Transfer Learning Approach with Features Block Selection via Genetic Algorithm for High-Imbalance and Multi-Label Classification of HPA Confocal Microscopy Images

Abstract

Advances in deep learning are impressive in various fields and have achieved performance beyond human capabilities in tasks such as image classification, as demonstrated in competitions such as the ImageNet Large Scale Visual Recognition Challenge. Nonetheless, complex applications like medical imaging continue to present significant challenges; a prime example is the Human Protein Atlas (HPA) dataset, which is computationally challenging and complex due to the high-class imbalance with the presence of rare patterns and the need for multi-label classification. It includes 28 distinct patterns and more than 500 unique label combinations, with protein localization that can appear in different cellular regions such as the nucleus, the cytoplasm, and the nuclear membrane. Moreover, the dataset provides four distinct channels for each sample, adding to its complexity, with green representing the target protein, red indicating microtubules, blue showing the nucleus, and yellow depicting the endoplasmic reticulum.
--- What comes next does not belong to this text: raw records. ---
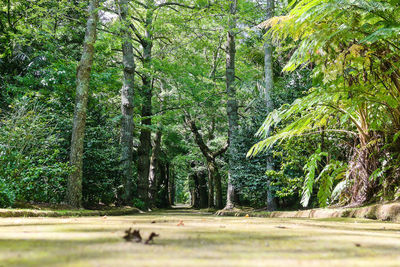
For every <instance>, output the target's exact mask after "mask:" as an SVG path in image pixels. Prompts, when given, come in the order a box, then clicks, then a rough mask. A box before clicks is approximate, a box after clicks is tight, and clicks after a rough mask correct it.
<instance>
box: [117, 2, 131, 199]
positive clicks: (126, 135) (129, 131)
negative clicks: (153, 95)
mask: <svg viewBox="0 0 400 267" xmlns="http://www.w3.org/2000/svg"><path fill="white" fill-rule="evenodd" d="M120 19H121V22H122V35H123V38H124V39H123V43H122V55H123V67H124V81H123V85H122V89H121V113H122V122H121V162H122V172H123V174H122V175H123V181H122V182H123V186H124V195H123V201H124V202H125V204H130V203H131V202H132V200H133V127H134V125H133V101H134V99H133V98H134V90H135V89H134V85H135V84H134V78H135V59H134V53H133V46H132V36H131V34H130V30H129V26H128V25H129V21H128V1H127V0H121V1H120Z"/></svg>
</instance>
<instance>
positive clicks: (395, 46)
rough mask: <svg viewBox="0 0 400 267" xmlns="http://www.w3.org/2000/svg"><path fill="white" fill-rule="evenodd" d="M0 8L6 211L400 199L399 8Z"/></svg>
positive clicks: (284, 6)
mask: <svg viewBox="0 0 400 267" xmlns="http://www.w3.org/2000/svg"><path fill="white" fill-rule="evenodd" d="M0 3H1V6H0V88H1V90H0V206H2V207H10V206H16V205H17V204H18V203H21V202H34V203H52V204H60V203H68V204H70V205H71V206H74V207H82V206H83V207H86V208H98V207H100V206H104V205H106V206H107V205H117V206H120V205H130V206H136V207H138V208H141V209H146V208H153V207H160V208H161V207H168V206H170V205H172V204H174V203H190V204H191V205H193V207H195V208H218V209H220V208H224V207H226V208H232V207H234V206H251V207H255V208H264V207H266V208H267V209H269V210H273V209H294V208H299V207H301V206H303V207H325V206H327V205H334V204H336V205H349V206H357V205H362V204H365V203H368V202H377V201H390V200H395V199H398V198H399V197H400V179H399V173H400V169H399V168H400V159H399V152H400V149H399V148H400V143H399V142H400V140H399V138H398V137H399V136H400V105H399V103H400V102H399V100H400V58H399V52H400V3H399V1H398V0H374V1H373V0H297V1H296V0H292V1H288V0H286V1H285V0H229V1H228V0H221V1H219V0H173V1H169V0H131V1H130V0H115V1H114V0H107V1H101V0H90V1H78V0H58V1H53V0H37V1H28V0H1V2H0ZM89 78H90V79H89Z"/></svg>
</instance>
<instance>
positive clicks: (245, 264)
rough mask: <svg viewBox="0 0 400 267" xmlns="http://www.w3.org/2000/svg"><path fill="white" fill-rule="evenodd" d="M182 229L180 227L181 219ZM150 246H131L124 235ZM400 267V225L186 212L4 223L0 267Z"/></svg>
mask: <svg viewBox="0 0 400 267" xmlns="http://www.w3.org/2000/svg"><path fill="white" fill-rule="evenodd" d="M181 220H182V221H183V224H184V225H181V226H178V225H179V224H182V223H179V222H180V221H181ZM129 227H133V228H134V229H140V231H141V234H142V236H143V238H147V236H148V235H149V234H150V233H151V232H156V233H158V234H160V237H157V238H155V242H154V244H152V245H143V244H137V243H128V242H126V241H125V240H123V239H122V236H123V235H124V231H125V230H126V229H127V228H129ZM289 265H291V266H400V224H394V223H384V222H377V221H371V220H363V219H329V220H326V219H325V220H318V219H280V218H246V217H216V216H213V215H212V214H209V213H205V212H199V211H194V210H188V209H175V210H163V211H158V212H152V213H148V214H138V215H134V216H119V217H83V218H74V217H69V218H0V266H113V267H117V266H214V267H215V266H289Z"/></svg>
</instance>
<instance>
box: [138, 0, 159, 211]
mask: <svg viewBox="0 0 400 267" xmlns="http://www.w3.org/2000/svg"><path fill="white" fill-rule="evenodd" d="M146 8H147V9H146V17H145V23H144V28H145V33H144V36H142V37H141V40H140V42H141V45H142V49H143V68H144V73H143V74H142V88H141V92H140V93H141V97H142V111H141V116H142V128H141V132H140V137H139V139H140V145H139V148H138V157H139V158H138V167H137V172H138V197H139V199H140V200H142V201H143V202H144V203H145V205H146V206H148V205H149V171H150V154H151V130H150V126H151V115H152V102H151V100H152V96H153V95H152V91H153V90H152V87H153V84H152V83H153V80H152V77H151V64H152V49H153V40H152V38H153V35H152V28H153V25H152V24H153V14H154V9H155V4H154V0H147V1H146Z"/></svg>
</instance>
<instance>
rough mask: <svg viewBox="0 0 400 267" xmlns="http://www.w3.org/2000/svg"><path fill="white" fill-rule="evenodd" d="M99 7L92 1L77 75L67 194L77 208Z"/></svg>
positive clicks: (81, 200) (87, 22) (79, 199)
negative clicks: (90, 76) (71, 169)
mask: <svg viewBox="0 0 400 267" xmlns="http://www.w3.org/2000/svg"><path fill="white" fill-rule="evenodd" d="M98 5H99V2H98V0H91V1H90V3H89V9H88V13H89V18H88V21H87V24H86V33H85V41H84V44H83V53H82V57H81V61H80V64H79V67H78V70H77V75H76V102H75V114H74V120H73V129H72V139H71V152H70V164H71V166H72V167H73V168H74V170H73V171H72V173H71V175H70V176H69V179H68V193H67V194H68V203H69V204H70V205H71V206H73V207H77V208H79V207H81V206H82V165H83V141H84V136H85V125H86V109H87V101H88V95H89V80H90V73H91V68H92V64H93V57H94V43H95V42H96V28H97V23H98V20H99V17H98Z"/></svg>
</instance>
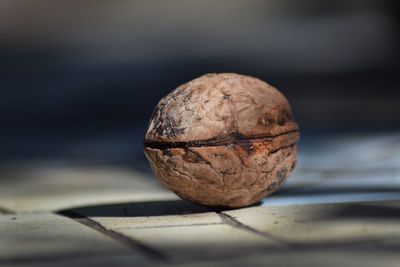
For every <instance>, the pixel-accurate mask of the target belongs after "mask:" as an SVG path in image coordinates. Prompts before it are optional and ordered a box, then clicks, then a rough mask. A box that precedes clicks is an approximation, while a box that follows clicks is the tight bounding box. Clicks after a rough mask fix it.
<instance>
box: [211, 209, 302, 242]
mask: <svg viewBox="0 0 400 267" xmlns="http://www.w3.org/2000/svg"><path fill="white" fill-rule="evenodd" d="M217 214H218V215H219V217H220V218H221V220H222V222H224V223H225V224H227V225H230V226H233V227H236V228H238V229H241V230H244V231H247V232H251V233H253V234H257V235H261V236H263V237H266V238H268V239H272V240H274V241H275V242H278V243H279V244H282V245H284V246H285V247H286V248H290V249H293V248H294V247H293V246H292V245H291V244H289V243H287V242H285V241H283V240H281V239H279V238H277V237H275V236H273V235H271V234H268V233H265V232H261V231H258V230H256V229H254V228H252V227H250V226H248V225H245V224H243V223H241V222H239V221H238V220H236V219H235V218H233V217H232V216H230V215H228V214H226V213H224V212H217Z"/></svg>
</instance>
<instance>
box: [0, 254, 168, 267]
mask: <svg viewBox="0 0 400 267" xmlns="http://www.w3.org/2000/svg"><path fill="white" fill-rule="evenodd" d="M160 265H161V264H160V262H158V261H151V260H144V259H138V258H137V257H136V256H134V255H100V256H99V255H96V256H93V255H92V256H90V255H89V256H83V257H69V258H68V257H67V258H59V259H57V258H55V259H47V260H46V259H36V260H28V261H13V262H7V263H4V264H1V266H2V267H19V266H21V267H71V266H75V267H79V266H82V267H91V266H93V267H110V266H118V267H125V266H126V267H132V266H141V267H151V266H160Z"/></svg>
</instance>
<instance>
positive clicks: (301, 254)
mask: <svg viewBox="0 0 400 267" xmlns="http://www.w3.org/2000/svg"><path fill="white" fill-rule="evenodd" d="M371 252H372V251H348V249H334V250H321V249H314V250H308V251H292V252H284V253H282V252H275V253H258V254H254V255H251V256H246V257H235V255H233V257H231V258H230V259H227V260H222V261H218V262H215V261H204V262H195V263H191V264H190V266H191V267H207V266H220V267H225V266H226V267H236V266H237V267H242V266H254V267H258V266H260V267H265V266H296V267H297V266H298V267H317V266H318V267H319V266H324V267H325V266H326V267H337V266H354V267H376V266H384V267H395V266H398V264H399V261H400V256H399V255H398V254H397V253H389V254H388V253H385V252H384V253H379V252H375V253H374V252H372V253H371ZM175 266H189V264H183V265H175Z"/></svg>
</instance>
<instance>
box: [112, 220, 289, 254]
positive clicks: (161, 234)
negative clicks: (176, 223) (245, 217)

We propose a two-phase transfer learning approach based on feature-block extraction from twelve ImageNet-pretrained CNNs. In the first phase, we address single-label multiclass classification using CNNs as feature extractors combined with SVM classifiers on a subset of the HPA dataset. We demonstrate that the simple concatenation of feature blocks extracted from different CNNs improves performance. Furthermore, we apply a genetic algorithm to select the sub-optimal combination of feature blocks. In the second phase, based on the results of the previous stage, we apply two simple multi-label classification strategies and compare their performance with four classifiers. Our method integrates image-level and cell-level analysis. At the image level, we assess the discriminative contribution of individual and combined channels, showing that the green channel is the strongest individually but benefits from combinations with red and yellow. At the cellular level, we extract features from the nucleus and nuclear-membrane ring, an analysis not previously explored in the HPA literature, which proves effective for recognizing rare patterns. Combining these perspectives enhances the detection of rare classes, achieving an F1 score of 0.8 for “Rods & Rings”, outperforming existing approaches. Accurate identification of rare patterns is essential for biological and clinical applications, underscoring the significance of our contribution.